Kubernates notes 12 Kubernetes Nodes Affinity

Kubernetes node affinity is a feature that allows you to influence how pods are scheduled to specific nodes in a cluster based on ==custom labels assigned to the nodes==. It’s part of Kubernetes’ scheduling framework and enables fine-grained control over pod placement.

Types of Node Affinity

Node affinity is specified in a pod’s specification under the nodeAffinity field within affinity.
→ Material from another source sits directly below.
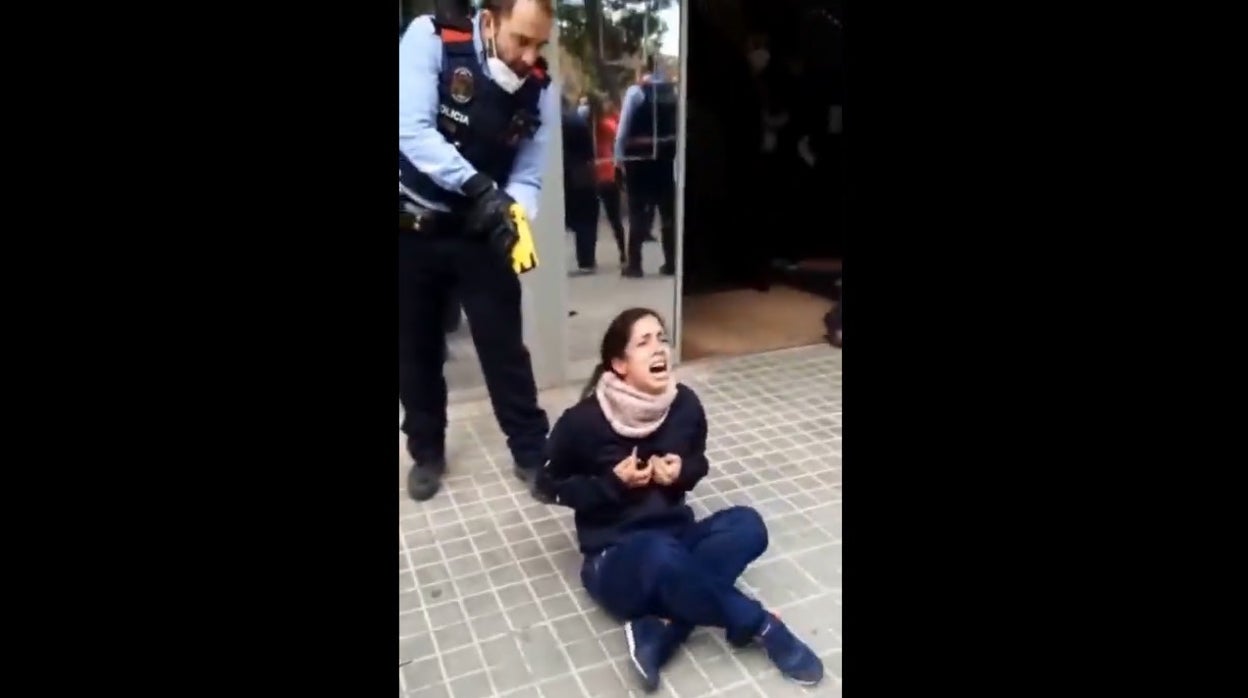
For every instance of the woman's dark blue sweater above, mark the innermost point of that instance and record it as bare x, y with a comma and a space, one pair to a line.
584, 451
It has three types:

  1. RequiredDuringSchedulingIgnoredDuringExecution:

    • Pods must be scheduled on nodes that match the affinity rules.
    • If no nodes meet the criteria, the pod will not be scheduled.
    • The “ignored during execution” part means the pod won’t be evicted if the node’s labels change after scheduling.

    Example:

    affinity:
      nodeAffinity:
        requiredDuringSchedulingIgnoredDuringExecution:
          nodeSelectorTerms:
          - matchExpressions:
            - key: "disktype"
              operator: In
              values:
              - "ssd"
    
  2. PreferredDuringSchedulingIgnoredDuringExecution:

    • Pods prefer to be scheduled on nodes that match the affinity rules, but it’s not mandatory.
    • If no preferred nodes are available, the pod will still be scheduled on other nodes.

    Example:

    affinity:
      nodeAffinity:
        preferredDuringSchedulingIgnoredDuringExecution:
        - weight: 1
          preference:
            matchExpressions:
            - key: "region"
              operator: In
              values:
              - "us-west"
    
  3. NodeSelector (Legacy Approach):

    • A simpler way to assign pods to nodes based on node labels.
    • Only supports equality-based matches (key: value).
    • Deprecated in favor of nodeAffinity due to its limited capabilities.

    Example:

    nodeSelector:
      disktype: ssd
    

Key Operators in Node Affinity

  • In: Matches if the node’s label key has any of the specified values.
  • NotIn: Matches if the node’s label key does not have the specified values.
  • Exists: Matches if the node has the label key, regardless of its value.
  • DoesNotExist: Matches if the node does not have the label key.
  • Gt and Lt: Matches if the label value is greater or less than the specified value (only for numeric values).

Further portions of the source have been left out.